Text(0.5, 1.0, 'Difference Between Expected and Actual Score by Rating Differential')

Plotting this shows that we are double counting the differences, so let us change this to be only values >= 0.

In [20]:
expectedscores2 = []
for RD in groupbinmeans.index.get_level_values(0):
    if RD <= 0:
        score = round(ratingdf.loc[ratingdf['RD'] >= RD, 'Score'].iloc[0], 2)
        expectedscores2.append(score)
        
scoresbyELOdiff2 = (1 - gbblackbinmeans.iloc[:81, 0] + groupbinmeans.iloc[:81, 0])/2
scoresbyELOdiff2

teststatistic2 = abs(scoresbyELOdiff2 - expectedscores2)
teststatistic2

bELOdiff10
-800    0.114733
-790    0.128187
-780    0.078233
-770    0.048458
-760    0.113504
          ...   
-40     0.001456
-30     0.006995
-20     0.003956
-10     0.000642
 0      0.000000
Name: Result, Length: 81, dtype: float64

In [21]:
plt.figure()
plt.plot(groupbinmeans.index.get_level_values(0)[:81], teststatistic2, '-')
plt.xlabel('Rating Difference')
plt.ylabel('Difference Between Expected and Actual Score')
plt.title('Difference Between Expected and Actual Score by Rating Differential')

<IPython.core.display.Javascript object>

Text(0.5, 1.0, 'Difference Between Expected and Actual Score by Rating Differential')

In [22]:
#Calculating the test statistic mean, standard error, and estimated standard deviation.
xbar = np.mean(teststatistic2)
se = np.std(teststatistic2)
sd = se/np.sqrt(teststatistic2.count())
xbar, sd

(0.05040401404908205, 0.003497467896109494)

In [23]:
##Calculating Upper and Lower confidence intervals
upper = xbar + 1.96*sd
lower = xbar - 1.96*sd
upper,lower

(0.05725905112545666, 0.04354897697270744)

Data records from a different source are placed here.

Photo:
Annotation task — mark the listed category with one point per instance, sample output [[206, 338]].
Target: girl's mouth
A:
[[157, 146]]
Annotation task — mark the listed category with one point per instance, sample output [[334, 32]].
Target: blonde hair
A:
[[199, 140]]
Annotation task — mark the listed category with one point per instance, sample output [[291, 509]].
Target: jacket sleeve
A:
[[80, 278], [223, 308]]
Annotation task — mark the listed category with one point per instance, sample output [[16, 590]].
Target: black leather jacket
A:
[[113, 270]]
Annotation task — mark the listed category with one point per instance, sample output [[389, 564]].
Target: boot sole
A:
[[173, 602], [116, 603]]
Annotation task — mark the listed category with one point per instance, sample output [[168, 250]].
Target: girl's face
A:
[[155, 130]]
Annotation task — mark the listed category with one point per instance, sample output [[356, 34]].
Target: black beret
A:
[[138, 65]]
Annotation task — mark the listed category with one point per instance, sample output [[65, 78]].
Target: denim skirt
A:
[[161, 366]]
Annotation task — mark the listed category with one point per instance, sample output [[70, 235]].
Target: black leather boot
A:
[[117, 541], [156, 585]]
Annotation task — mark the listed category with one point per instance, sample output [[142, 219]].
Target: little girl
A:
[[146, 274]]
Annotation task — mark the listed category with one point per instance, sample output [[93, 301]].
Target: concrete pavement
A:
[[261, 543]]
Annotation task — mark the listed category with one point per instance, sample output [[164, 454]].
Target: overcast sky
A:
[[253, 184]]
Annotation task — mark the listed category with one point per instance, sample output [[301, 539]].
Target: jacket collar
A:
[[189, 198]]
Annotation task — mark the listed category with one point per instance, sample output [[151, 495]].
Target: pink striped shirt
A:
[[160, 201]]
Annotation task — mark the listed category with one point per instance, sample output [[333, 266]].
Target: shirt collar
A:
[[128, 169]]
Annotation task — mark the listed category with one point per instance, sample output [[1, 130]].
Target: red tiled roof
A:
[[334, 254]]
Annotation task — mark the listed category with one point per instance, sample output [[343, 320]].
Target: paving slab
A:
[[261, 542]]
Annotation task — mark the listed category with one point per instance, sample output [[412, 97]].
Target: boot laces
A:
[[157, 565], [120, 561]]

Because the confidence interval does not include 0, we reject the null hypothesis. We state that with 95% confidence, the scores observed were not due to random chance and that the observed score is significantly different from the FIDE expected score. There are the caveats that the data had some irregularities and the data does not generalize to all chess players, as the data was selected from a database that contained only master level games.